Il plurale del titolo si riferisce a due sorelle etère, le quali
tuttavia non sembrano essere le protagoniste dell'opera in quanto
la scena viene presto dominata da personaggi maschili ben precisi,
anzitutto i due giovani innamorati e il servo scaltrissimo. L'inizio
vero e proprio della commedia risulta perduto e di esso la tradizione
ha conservato una trentina di versi piuttosto mutili. Il modello è
indubbiamente greco: il “Dis exapatòn” di Menandro, a cui il
testo di Plauto, in generale, si mantiene fedele, non rinunciando
però a una rielaborazione a tratti contraddistinta da grandi libertà
(si pensi anche alla mancanza del coro, elemento invece fondamentale
nel teatro greco).
Da
un certo punto in poi, forse a partire dal terzo atto, i ritmi
divengono più veloci e pressanti e la trama, con il suo intreccio
certo complesso, entra nel vivo; la figura dello schiavo furbo e
ingannatore (una costante della commedia plautina) non può non
andare a segno, rivelandosi molto apprezzata nonché abbastanza
divertente: nel suo significativo monologo all'interno del quarto
atto Crisalo (o Rubaloro, a seconda delle edizioni in traduzione)

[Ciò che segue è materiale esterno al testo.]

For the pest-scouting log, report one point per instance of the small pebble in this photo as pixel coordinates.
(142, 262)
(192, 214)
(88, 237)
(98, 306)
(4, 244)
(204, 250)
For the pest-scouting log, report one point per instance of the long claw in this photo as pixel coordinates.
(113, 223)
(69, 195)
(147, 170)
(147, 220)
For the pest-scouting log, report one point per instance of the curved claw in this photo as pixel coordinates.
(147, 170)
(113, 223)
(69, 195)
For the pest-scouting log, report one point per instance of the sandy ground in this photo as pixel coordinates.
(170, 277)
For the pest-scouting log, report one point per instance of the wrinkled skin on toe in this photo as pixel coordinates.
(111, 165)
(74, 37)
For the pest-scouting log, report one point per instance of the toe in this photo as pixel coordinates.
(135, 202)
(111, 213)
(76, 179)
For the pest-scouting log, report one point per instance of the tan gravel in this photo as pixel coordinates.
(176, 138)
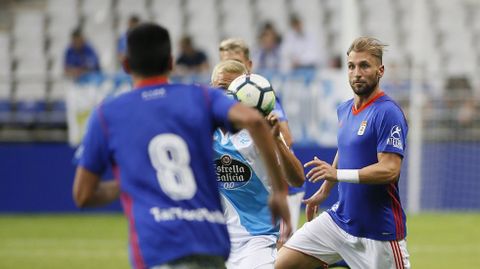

paragona se stesso addirittura a Ulisse (e non solo) e la sua impresa
truffaldina all'espugnazione di Troia. Molto importante anche il
personaggio del pedagogo che, ovviamente, finisce per ammonire a
vuoto e il quinto e ultimo atto dimostra che giovani e anziani (in
questo caso, figli e padri), alla fin fine, non si discostano affatto
nei loro comportamenti. La questione educativa, pertanto, emerge in
modo chiaro da questo testo.
Lettura
scorrevole e piacevole, forse non sempre pienamente spassosa; sebbene
forse non si tratti di una delle migliori opere di Plauto, induce a
leggere (o rileggere) anche altro di questo autore.